The United States government watches citizens through cellular devices, as the Oceanian government in 1984 watched its citizens on telescreens. In America today, people have their cell phone with them anywhere they go. The government takes advantage of this and uses it to track citizens. If one’s cell phone is powered on, even if they are not using it, it can locate them and will tell anyone where they are (Reilly par. 1). Even when simply sitting around, a person is being monitored. According to Mark Peterson, an investigator at The Rochester Police Department, cell phones are causing a big increase in crimes, such as stalking (Fate par. 2). When people are able to locate someone, stalking is easy. In the novel, telescreens were everywhere. As Julia states after seeing the telescreen, “now they can see us…” (Orwell 197). This is one example of Orwell informing the readers how the telescreen watched citizens as well. Citizens of Oceania are always being monitored, either secretly or publicly. As explained in 1984, “A Party member lives from birth to death under the eye of the Thought Police” (Orwell 187). The citizens have no chance of privacy because from the day they are born the government is observing. The United States government has access to knowing where one is and where they are going, just as the Party did in 1984.

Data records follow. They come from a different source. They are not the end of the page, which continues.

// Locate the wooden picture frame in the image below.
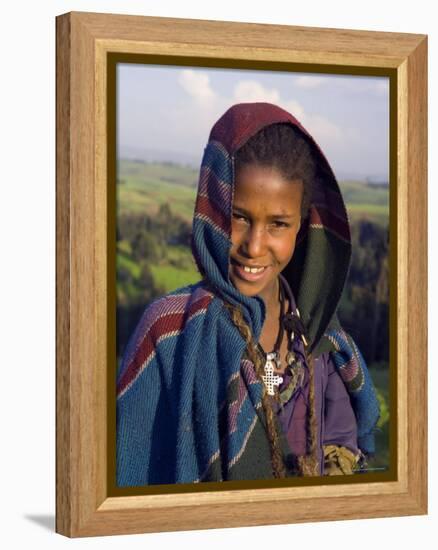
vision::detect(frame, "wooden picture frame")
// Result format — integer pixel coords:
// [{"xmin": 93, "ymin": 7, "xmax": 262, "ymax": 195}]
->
[{"xmin": 56, "ymin": 11, "xmax": 427, "ymax": 537}]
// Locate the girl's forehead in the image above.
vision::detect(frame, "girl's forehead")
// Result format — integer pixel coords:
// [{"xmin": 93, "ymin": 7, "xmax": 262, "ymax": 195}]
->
[
  {"xmin": 234, "ymin": 163, "xmax": 299, "ymax": 184},
  {"xmin": 233, "ymin": 164, "xmax": 303, "ymax": 208}
]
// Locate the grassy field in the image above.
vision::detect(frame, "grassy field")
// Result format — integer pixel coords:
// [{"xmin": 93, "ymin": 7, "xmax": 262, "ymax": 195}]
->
[
  {"xmin": 117, "ymin": 240, "xmax": 200, "ymax": 295},
  {"xmin": 119, "ymin": 159, "xmax": 198, "ymax": 187},
  {"xmin": 149, "ymin": 263, "xmax": 200, "ymax": 291},
  {"xmin": 339, "ymin": 180, "xmax": 389, "ymax": 226},
  {"xmin": 338, "ymin": 180, "xmax": 389, "ymax": 208},
  {"xmin": 117, "ymin": 251, "xmax": 141, "ymax": 278},
  {"xmin": 117, "ymin": 160, "xmax": 198, "ymax": 221},
  {"xmin": 150, "ymin": 244, "xmax": 200, "ymax": 291}
]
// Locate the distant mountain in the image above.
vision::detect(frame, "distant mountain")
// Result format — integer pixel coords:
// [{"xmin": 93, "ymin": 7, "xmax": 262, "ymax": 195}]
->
[
  {"xmin": 365, "ymin": 176, "xmax": 389, "ymax": 186},
  {"xmin": 119, "ymin": 145, "xmax": 200, "ymax": 168},
  {"xmin": 336, "ymin": 171, "xmax": 389, "ymax": 185}
]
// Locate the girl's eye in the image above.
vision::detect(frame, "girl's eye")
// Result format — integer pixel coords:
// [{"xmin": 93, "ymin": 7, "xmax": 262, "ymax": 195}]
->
[
  {"xmin": 232, "ymin": 213, "xmax": 249, "ymax": 223},
  {"xmin": 271, "ymin": 220, "xmax": 289, "ymax": 228},
  {"xmin": 232, "ymin": 213, "xmax": 290, "ymax": 229}
]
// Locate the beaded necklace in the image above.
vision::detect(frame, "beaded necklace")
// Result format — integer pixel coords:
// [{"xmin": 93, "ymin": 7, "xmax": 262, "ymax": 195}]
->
[{"xmin": 259, "ymin": 274, "xmax": 308, "ymax": 397}]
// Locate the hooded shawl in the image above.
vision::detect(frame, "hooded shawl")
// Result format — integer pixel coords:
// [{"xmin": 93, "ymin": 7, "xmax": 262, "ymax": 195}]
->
[{"xmin": 116, "ymin": 102, "xmax": 380, "ymax": 486}]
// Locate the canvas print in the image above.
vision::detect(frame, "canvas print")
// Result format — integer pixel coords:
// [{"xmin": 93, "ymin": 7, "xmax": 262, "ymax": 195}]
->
[{"xmin": 114, "ymin": 64, "xmax": 390, "ymax": 487}]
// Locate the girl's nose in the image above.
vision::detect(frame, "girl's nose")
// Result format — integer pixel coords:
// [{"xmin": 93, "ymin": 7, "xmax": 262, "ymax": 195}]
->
[{"xmin": 242, "ymin": 225, "xmax": 267, "ymax": 258}]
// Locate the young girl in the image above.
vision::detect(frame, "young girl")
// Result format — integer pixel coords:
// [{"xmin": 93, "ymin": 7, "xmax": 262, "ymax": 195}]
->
[{"xmin": 116, "ymin": 102, "xmax": 380, "ymax": 486}]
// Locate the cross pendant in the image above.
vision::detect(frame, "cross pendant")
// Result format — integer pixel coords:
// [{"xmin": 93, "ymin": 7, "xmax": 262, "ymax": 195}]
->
[{"xmin": 262, "ymin": 353, "xmax": 283, "ymax": 396}]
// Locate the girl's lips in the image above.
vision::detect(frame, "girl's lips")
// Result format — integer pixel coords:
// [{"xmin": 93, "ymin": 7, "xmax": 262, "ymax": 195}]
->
[{"xmin": 232, "ymin": 262, "xmax": 271, "ymax": 283}]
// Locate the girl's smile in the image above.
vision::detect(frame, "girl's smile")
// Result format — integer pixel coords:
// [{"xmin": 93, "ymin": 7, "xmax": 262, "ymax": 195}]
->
[
  {"xmin": 231, "ymin": 260, "xmax": 273, "ymax": 282},
  {"xmin": 229, "ymin": 163, "xmax": 303, "ymax": 309}
]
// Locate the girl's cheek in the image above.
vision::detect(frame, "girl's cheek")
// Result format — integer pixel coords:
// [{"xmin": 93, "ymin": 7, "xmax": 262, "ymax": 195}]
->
[{"xmin": 231, "ymin": 223, "xmax": 245, "ymax": 241}]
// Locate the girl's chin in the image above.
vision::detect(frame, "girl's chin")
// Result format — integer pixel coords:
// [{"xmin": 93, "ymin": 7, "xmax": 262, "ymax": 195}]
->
[
  {"xmin": 233, "ymin": 282, "xmax": 260, "ymax": 297},
  {"xmin": 230, "ymin": 271, "xmax": 276, "ymax": 298}
]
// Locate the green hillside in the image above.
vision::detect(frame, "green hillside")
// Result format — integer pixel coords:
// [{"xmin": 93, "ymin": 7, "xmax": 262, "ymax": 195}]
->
[
  {"xmin": 339, "ymin": 180, "xmax": 389, "ymax": 226},
  {"xmin": 117, "ymin": 160, "xmax": 198, "ymax": 221},
  {"xmin": 339, "ymin": 180, "xmax": 389, "ymax": 207}
]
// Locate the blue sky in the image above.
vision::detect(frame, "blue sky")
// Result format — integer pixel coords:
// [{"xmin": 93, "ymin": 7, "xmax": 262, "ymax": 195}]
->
[{"xmin": 117, "ymin": 63, "xmax": 389, "ymax": 182}]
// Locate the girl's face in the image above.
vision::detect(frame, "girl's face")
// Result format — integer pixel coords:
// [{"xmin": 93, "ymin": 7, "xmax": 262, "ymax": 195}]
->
[{"xmin": 229, "ymin": 163, "xmax": 303, "ymax": 306}]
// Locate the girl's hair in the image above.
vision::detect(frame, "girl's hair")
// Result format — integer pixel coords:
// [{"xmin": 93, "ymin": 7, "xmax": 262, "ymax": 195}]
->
[
  {"xmin": 224, "ymin": 303, "xmax": 287, "ymax": 477},
  {"xmin": 224, "ymin": 303, "xmax": 319, "ymax": 477},
  {"xmin": 234, "ymin": 122, "xmax": 315, "ymax": 221},
  {"xmin": 227, "ymin": 122, "xmax": 319, "ymax": 477}
]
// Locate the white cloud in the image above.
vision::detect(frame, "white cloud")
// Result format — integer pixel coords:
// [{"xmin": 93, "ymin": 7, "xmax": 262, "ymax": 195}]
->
[
  {"xmin": 282, "ymin": 99, "xmax": 306, "ymax": 121},
  {"xmin": 295, "ymin": 75, "xmax": 326, "ymax": 89},
  {"xmin": 301, "ymin": 113, "xmax": 342, "ymax": 142},
  {"xmin": 233, "ymin": 80, "xmax": 281, "ymax": 104},
  {"xmin": 178, "ymin": 69, "xmax": 216, "ymax": 102},
  {"xmin": 324, "ymin": 74, "xmax": 390, "ymax": 95},
  {"xmin": 293, "ymin": 74, "xmax": 390, "ymax": 97}
]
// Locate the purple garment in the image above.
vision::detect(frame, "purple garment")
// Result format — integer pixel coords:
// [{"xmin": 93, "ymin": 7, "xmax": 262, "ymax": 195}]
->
[
  {"xmin": 271, "ymin": 341, "xmax": 359, "ymax": 475},
  {"xmin": 266, "ymin": 277, "xmax": 359, "ymax": 475}
]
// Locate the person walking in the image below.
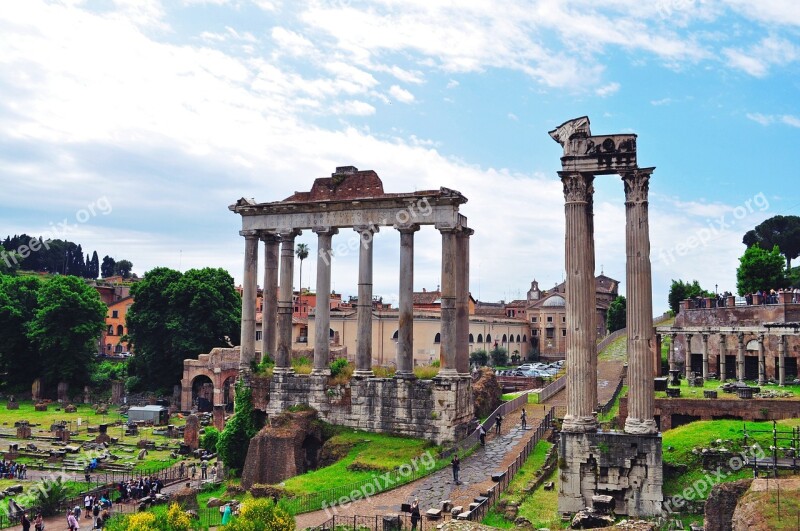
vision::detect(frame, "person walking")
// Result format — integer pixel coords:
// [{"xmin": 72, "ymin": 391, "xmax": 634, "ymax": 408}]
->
[
  {"xmin": 479, "ymin": 425, "xmax": 486, "ymax": 446},
  {"xmin": 451, "ymin": 454, "xmax": 461, "ymax": 485},
  {"xmin": 495, "ymin": 415, "xmax": 503, "ymax": 435},
  {"xmin": 33, "ymin": 513, "xmax": 43, "ymax": 531},
  {"xmin": 201, "ymin": 460, "xmax": 208, "ymax": 480},
  {"xmin": 410, "ymin": 498, "xmax": 421, "ymax": 530},
  {"xmin": 178, "ymin": 461, "xmax": 185, "ymax": 478},
  {"xmin": 520, "ymin": 409, "xmax": 527, "ymax": 430},
  {"xmin": 20, "ymin": 511, "xmax": 30, "ymax": 531},
  {"xmin": 190, "ymin": 462, "xmax": 197, "ymax": 481},
  {"xmin": 67, "ymin": 510, "xmax": 80, "ymax": 531}
]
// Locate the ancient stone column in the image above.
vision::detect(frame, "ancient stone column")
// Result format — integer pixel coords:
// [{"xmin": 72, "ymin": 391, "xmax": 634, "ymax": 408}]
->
[
  {"xmin": 455, "ymin": 228, "xmax": 473, "ymax": 375},
  {"xmin": 685, "ymin": 333, "xmax": 694, "ymax": 381},
  {"xmin": 354, "ymin": 225, "xmax": 378, "ymax": 378},
  {"xmin": 396, "ymin": 225, "xmax": 419, "ymax": 378},
  {"xmin": 275, "ymin": 230, "xmax": 300, "ymax": 373},
  {"xmin": 701, "ymin": 334, "xmax": 709, "ymax": 380},
  {"xmin": 437, "ymin": 225, "xmax": 459, "ymax": 378},
  {"xmin": 719, "ymin": 334, "xmax": 727, "ymax": 383},
  {"xmin": 239, "ymin": 231, "xmax": 259, "ymax": 373},
  {"xmin": 737, "ymin": 333, "xmax": 745, "ymax": 383},
  {"xmin": 778, "ymin": 335, "xmax": 786, "ymax": 386},
  {"xmin": 622, "ymin": 168, "xmax": 656, "ymax": 435},
  {"xmin": 560, "ymin": 172, "xmax": 597, "ymax": 433},
  {"xmin": 261, "ymin": 234, "xmax": 280, "ymax": 361},
  {"xmin": 313, "ymin": 227, "xmax": 337, "ymax": 375},
  {"xmin": 668, "ymin": 334, "xmax": 677, "ymax": 373},
  {"xmin": 757, "ymin": 334, "xmax": 766, "ymax": 385}
]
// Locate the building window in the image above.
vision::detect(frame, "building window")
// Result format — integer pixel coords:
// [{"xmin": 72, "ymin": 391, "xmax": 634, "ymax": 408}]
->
[
  {"xmin": 486, "ymin": 334, "xmax": 492, "ymax": 344},
  {"xmin": 112, "ymin": 310, "xmax": 118, "ymax": 318},
  {"xmin": 115, "ymin": 344, "xmax": 123, "ymax": 353},
  {"xmin": 392, "ymin": 330, "xmax": 399, "ymax": 340},
  {"xmin": 532, "ymin": 330, "xmax": 538, "ymax": 337},
  {"xmin": 434, "ymin": 332, "xmax": 441, "ymax": 344},
  {"xmin": 546, "ymin": 328, "xmax": 555, "ymax": 339},
  {"xmin": 116, "ymin": 325, "xmax": 124, "ymax": 336},
  {"xmin": 256, "ymin": 331, "xmax": 262, "ymax": 341},
  {"xmin": 477, "ymin": 333, "xmax": 483, "ymax": 343},
  {"xmin": 469, "ymin": 333, "xmax": 474, "ymax": 343},
  {"xmin": 516, "ymin": 334, "xmax": 521, "ymax": 342},
  {"xmin": 547, "ymin": 316, "xmax": 553, "ymax": 323},
  {"xmin": 107, "ymin": 325, "xmax": 113, "ymax": 335},
  {"xmin": 532, "ymin": 317, "xmax": 537, "ymax": 323},
  {"xmin": 562, "ymin": 329, "xmax": 566, "ymax": 337},
  {"xmin": 522, "ymin": 334, "xmax": 527, "ymax": 342},
  {"xmin": 502, "ymin": 334, "xmax": 507, "ymax": 343},
  {"xmin": 562, "ymin": 316, "xmax": 566, "ymax": 323}
]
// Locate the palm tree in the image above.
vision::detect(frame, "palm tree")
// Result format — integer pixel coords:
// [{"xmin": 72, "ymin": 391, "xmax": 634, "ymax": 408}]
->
[{"xmin": 295, "ymin": 243, "xmax": 309, "ymax": 293}]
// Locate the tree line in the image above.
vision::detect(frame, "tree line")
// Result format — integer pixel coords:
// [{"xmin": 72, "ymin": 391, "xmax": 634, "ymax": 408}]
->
[{"xmin": 0, "ymin": 233, "xmax": 133, "ymax": 279}]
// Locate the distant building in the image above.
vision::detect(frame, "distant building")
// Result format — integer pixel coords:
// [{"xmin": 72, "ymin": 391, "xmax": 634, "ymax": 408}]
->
[{"xmin": 100, "ymin": 295, "xmax": 133, "ymax": 356}]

Americans are spied on daily by their government through computer monitors and cameras, in the same way, the Party spies on its members through telescreens. According to Eddie Guy, he purchased a web surf blocking device so people could not track his searches. It detected almost 16,000 efforts of spying in one month (Golbeck par. 2). In only a short period of time so much privacy invasion happened. As this source shows, a large number of people are watching Americans through their web searches. The government is very cautious about things being erased. In the article, Guy tells of a psychiatrist named Andrew Feldmar who was trying to cross the border in 2006. They decided to look for his identity on the internet, and quickly found information stating he was a drug user in 1960 (par. 14). As shown in this source, the government is able to find things which date back many years. Just as The United States government is always watching Americans, in 1984, “Big Brother is Watching You” (Orwell 1). As the propaganda shows, Party members are always surveilled by Big Brother. Even though party members know Big Brother watches them, it could be a secretive act. A member of the Thought Police tells Winston, “For seven years I have watched you” (Orwell 217). Winston thought he was hiding from Big Brother when with Julia, but the Thought Police state otherwise. Governments, past and present observe their citizens privately or publicly through technology such as computers and telescreens.
Governments leave no privacy to their citizens, as shown in 1984 and America today. Whether it is watching or listening, private conversations no longer exist. Americans are monitored through technology such as Amazon Alexa, cell phones, and computer monitors and cameras by their government, just as The Party used telescreens in 1984.